The outcome matters far beyond Bogotá. Colombia is the region's third-largest economy and a cornerstone of U.S. policy in the Americas—home to the hemisphere's longest-running counternarcotics partnership and a critical buffer against Venezuelan instability. What happens there tends to ripple outward.
The outsider's playbook
De la Espriella ran a campaign that borrowed liberally from the global populist handbook: anti-corruption rhetoric, skepticism of traditional party structures, and a heavy social-media presence that bypassed legacy media gatekeepers. She positioned herself as neither the heir to former president Iván Duque's establishment conservatism nor a creature of the old Liberal Party machinery. In a country exhausted by the perceived failures of Gustavo Petro's leftist government—rising inflation, stalled peace implementation, and a series of corruption scandals—that positioning proved potent.
Her opponent, Cepeda, carries the burden of being associated with Petro's coalition even as he has tried to distance himself from the administration's missteps. The runoff will test whether Colombian voters are ready to punish the left for Petro's tenure or whether Cepeda can reassemble the progressive coalition that swept Petro into office four years ago.
Regional implications
The result lands at a moment when Latin America's so-called "pink tide" is showing signs of exhaustion. Chile's Gabriel Boric has seen his approval ratings crater. Mexico's Claudia Sheinbaum is navigating a difficult relationship with Washington. Argentina's Javier Milei has demonstrated that voters will embrace radical alternatives when the left disappoints. A de la Espriella victory would add Colombia to the list of countries swinging back toward the right, potentially reshaping the region's diplomatic posture on everything from Venezuela policy to trade negotiations.
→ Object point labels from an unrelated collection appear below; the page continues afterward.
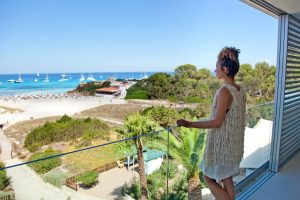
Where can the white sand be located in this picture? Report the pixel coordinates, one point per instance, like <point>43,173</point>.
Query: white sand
<point>38,108</point>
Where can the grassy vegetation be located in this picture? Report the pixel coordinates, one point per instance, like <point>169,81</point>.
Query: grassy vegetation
<point>4,180</point>
<point>66,129</point>
<point>42,167</point>
<point>56,178</point>
<point>93,158</point>
<point>88,179</point>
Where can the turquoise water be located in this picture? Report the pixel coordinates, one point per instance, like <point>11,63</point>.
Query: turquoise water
<point>35,84</point>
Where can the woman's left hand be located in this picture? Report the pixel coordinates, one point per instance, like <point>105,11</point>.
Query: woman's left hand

For Washington, the stakes are straightforward. The Trump administration has sought reliable partners in the hemisphere willing to take harder lines on migration, drug trafficking, and Venezuelan sanctions. A right-leaning Colombian government would be a natural ally; a Cepeda administration would likely continue Petro's more confrontational approach to U.S. policy priorities.
Our take
De la Espriella's rise is less a triumph of ideology than a verdict on incumbency. Colombians are not suddenly enamored of right-wing economics; they are tired of a government that promised transformation and delivered dysfunction. The runoff will be decided by turnout and by whether Cepeda can convince voters that he represents something other than continuity. If he cannot, Colombia joins the growing list of countries where the left's window is closing faster than anyone expected.